To date, we have worked with or helped several households from Cameroon, Ethiopia, Haiti, Ecuador, Libya, Iraq and Uganda. We most recently welcomed a family from Kenya. We provide to our clients any or all of:

• Financial support to allow the asylum seeker to buy food and other necessities

• Housing through host homes or separate apartment rental

• ESL training from our own volunteers or our partner organizations

• Transportation

• Babysitting

• Job search guidance and job training through Jewish Vocational Services

• Social work and cultural assimilation

• Providing supplemental legal support to clients’ asylum cases

• Household needs such as clothing and furniture

Our volunteers have stepped up repeatedly to provide their time, donation of goods and services and financial support. We are organized and managed by a steering committee that meets at least monthly, sometimes more frequently, to manage the needs of NBARC as well as the needs of our clients. The steering committee now does a substantial amount of vetting of clients, we coordinate services and client needs and try to anticipate other needs of the committee and our clients. Like the asylum process itself, our work is not a clear path.

We recently took on M and her daughter, who came to the US from Kenya in early in 2018. She has joined I.M. in our Brookline apartment and will be able to apply for her working papers in a few months. Her English is excellent and she will begin job training soon at JVS (Jewish Vocational Service) as did I.M. from Cameroon. Our commitment is to provide housing, modest financial support and general humanitarian and cultural support until she finds full time employment. I.M. now has work authorization, has a part time job and is looking for permanent employment. M is an excellent example of an asylum seeker.

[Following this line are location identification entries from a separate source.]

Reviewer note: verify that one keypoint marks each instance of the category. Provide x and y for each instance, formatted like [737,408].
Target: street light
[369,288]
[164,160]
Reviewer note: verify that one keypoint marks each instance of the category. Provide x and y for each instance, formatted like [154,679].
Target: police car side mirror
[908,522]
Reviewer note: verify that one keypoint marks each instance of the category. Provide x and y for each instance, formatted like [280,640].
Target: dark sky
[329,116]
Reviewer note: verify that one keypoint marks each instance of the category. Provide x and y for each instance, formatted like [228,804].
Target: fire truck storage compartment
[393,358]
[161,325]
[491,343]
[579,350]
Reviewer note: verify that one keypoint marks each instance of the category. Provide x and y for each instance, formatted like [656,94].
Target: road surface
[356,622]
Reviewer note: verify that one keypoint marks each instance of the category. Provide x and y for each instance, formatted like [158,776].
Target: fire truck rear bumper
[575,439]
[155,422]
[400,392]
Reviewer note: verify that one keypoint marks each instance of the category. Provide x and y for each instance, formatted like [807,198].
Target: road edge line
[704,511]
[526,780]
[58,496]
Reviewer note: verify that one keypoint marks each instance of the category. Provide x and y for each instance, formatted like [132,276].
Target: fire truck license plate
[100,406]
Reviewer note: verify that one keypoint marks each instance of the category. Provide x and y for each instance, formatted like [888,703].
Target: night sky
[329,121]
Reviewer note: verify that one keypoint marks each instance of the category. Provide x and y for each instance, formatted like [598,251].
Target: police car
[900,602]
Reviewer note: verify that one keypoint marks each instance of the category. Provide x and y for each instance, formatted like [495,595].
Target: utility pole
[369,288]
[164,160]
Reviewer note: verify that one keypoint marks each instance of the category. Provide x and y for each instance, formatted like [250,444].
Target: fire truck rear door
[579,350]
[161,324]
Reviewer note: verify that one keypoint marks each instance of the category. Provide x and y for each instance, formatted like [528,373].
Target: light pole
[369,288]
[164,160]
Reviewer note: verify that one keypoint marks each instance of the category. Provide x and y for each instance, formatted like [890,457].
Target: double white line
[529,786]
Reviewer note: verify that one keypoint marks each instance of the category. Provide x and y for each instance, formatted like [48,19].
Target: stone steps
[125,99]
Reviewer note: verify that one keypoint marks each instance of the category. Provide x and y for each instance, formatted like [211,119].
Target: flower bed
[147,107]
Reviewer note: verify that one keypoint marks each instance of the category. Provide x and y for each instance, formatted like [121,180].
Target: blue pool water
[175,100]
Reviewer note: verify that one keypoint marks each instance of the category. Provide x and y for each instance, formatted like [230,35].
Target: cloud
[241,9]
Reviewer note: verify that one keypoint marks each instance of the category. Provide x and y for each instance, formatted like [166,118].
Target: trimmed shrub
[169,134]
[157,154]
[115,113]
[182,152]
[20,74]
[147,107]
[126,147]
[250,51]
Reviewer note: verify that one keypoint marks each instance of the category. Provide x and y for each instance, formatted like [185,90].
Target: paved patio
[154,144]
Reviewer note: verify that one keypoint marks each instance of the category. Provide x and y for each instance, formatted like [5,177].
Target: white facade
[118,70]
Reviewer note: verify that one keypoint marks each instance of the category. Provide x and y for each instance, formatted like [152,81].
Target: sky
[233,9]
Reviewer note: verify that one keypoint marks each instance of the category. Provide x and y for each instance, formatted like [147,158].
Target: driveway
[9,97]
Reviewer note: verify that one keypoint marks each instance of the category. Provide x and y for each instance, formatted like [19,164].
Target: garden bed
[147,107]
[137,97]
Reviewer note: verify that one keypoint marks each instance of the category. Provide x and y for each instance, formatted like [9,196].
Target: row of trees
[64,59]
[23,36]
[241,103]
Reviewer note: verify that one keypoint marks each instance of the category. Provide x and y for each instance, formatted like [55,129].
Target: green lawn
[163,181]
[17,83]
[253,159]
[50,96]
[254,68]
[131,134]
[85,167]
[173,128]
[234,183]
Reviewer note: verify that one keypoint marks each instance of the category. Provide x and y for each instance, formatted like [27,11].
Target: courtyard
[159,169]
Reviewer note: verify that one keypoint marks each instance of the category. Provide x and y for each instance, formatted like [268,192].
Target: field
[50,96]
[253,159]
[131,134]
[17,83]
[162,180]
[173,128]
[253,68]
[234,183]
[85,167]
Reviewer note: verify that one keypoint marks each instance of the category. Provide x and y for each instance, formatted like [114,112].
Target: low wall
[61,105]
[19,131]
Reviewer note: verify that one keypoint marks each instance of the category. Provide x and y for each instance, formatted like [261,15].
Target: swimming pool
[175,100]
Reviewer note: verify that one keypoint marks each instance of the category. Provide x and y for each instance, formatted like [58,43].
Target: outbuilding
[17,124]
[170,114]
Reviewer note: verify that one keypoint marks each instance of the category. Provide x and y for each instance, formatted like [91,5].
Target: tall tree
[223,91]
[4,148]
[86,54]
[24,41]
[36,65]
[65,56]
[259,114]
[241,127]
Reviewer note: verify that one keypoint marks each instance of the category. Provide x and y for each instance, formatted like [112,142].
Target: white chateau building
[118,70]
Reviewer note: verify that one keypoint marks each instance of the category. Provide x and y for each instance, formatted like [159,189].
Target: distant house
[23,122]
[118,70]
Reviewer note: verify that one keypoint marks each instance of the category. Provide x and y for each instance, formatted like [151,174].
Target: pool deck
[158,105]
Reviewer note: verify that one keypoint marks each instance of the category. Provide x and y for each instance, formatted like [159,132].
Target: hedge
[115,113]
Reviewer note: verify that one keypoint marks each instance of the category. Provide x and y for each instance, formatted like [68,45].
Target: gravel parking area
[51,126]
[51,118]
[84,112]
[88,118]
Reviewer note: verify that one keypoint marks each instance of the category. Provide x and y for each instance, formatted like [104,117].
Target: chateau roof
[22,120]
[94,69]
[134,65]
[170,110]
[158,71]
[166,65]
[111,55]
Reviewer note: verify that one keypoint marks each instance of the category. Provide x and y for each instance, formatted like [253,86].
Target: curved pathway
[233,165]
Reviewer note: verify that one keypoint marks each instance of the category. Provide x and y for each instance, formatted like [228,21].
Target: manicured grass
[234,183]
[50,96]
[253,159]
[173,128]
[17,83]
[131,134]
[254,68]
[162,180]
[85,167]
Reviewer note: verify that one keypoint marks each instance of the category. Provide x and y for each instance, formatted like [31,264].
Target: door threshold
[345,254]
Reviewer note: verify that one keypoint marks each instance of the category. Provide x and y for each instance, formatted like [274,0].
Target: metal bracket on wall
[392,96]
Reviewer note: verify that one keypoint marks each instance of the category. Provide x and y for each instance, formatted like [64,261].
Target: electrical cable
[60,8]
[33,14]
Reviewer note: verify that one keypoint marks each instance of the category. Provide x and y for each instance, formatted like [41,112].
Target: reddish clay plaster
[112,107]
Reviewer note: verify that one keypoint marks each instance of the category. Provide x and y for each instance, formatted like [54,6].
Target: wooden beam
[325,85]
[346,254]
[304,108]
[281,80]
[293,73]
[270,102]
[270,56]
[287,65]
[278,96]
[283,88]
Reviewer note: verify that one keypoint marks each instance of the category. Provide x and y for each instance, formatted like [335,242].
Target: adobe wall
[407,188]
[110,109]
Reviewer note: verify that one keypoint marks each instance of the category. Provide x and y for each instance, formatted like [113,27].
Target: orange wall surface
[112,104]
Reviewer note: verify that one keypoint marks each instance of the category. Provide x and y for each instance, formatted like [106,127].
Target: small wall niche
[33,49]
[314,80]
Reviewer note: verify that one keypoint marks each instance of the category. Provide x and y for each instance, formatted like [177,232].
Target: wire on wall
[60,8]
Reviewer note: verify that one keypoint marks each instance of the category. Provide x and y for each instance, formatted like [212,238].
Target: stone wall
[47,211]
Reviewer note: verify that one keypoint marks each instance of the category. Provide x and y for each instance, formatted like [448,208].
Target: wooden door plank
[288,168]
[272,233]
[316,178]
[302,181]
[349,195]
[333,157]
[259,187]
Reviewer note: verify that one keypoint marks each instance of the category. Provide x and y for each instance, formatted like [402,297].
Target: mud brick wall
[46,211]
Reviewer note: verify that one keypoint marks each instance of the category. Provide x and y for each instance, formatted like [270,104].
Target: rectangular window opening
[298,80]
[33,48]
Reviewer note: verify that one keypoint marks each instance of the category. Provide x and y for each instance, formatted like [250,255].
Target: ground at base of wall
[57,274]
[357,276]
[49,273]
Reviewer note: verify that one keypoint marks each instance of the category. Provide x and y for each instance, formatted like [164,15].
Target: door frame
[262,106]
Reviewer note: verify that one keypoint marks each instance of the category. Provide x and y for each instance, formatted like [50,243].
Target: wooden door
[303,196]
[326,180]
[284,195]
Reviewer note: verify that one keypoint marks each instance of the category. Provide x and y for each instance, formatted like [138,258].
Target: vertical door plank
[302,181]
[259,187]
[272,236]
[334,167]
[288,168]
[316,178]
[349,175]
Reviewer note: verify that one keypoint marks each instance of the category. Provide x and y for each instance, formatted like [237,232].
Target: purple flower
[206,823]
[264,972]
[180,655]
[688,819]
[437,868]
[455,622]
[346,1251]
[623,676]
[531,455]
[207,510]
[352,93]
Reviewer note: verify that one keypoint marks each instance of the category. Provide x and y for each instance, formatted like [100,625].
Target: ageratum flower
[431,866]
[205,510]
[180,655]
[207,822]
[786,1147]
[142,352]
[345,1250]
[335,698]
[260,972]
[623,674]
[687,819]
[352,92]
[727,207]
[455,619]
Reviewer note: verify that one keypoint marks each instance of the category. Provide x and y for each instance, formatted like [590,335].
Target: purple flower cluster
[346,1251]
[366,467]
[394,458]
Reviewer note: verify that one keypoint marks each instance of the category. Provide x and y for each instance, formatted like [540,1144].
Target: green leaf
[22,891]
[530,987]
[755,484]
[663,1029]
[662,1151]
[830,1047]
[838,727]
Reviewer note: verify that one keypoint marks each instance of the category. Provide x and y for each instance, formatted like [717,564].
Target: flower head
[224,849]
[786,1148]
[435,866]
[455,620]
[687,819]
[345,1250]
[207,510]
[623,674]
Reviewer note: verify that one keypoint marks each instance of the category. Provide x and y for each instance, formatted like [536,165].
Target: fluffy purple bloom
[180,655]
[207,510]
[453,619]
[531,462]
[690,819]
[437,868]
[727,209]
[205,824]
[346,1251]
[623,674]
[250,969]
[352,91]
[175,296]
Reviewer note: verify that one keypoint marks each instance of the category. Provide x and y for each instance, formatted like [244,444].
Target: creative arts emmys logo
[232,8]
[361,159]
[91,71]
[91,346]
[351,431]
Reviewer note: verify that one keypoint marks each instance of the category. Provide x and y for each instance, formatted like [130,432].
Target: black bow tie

Her family’s house was burned down after her political party fell out of favor with the principal party in Kenya, and she fled. If we can help M and others like her, we will have made the world an ever-so-slightly better place.

Since 2017, we have raised over $60,000, and if we are to continue to support our two existing clients, I.M. and M, and help future asylum seekers clients, we need to raise additional funds over the next six to twelve months.

If you would like to give, there are several ways to make a tax deductible contribution described in our home page, here.

Thank you for your interest!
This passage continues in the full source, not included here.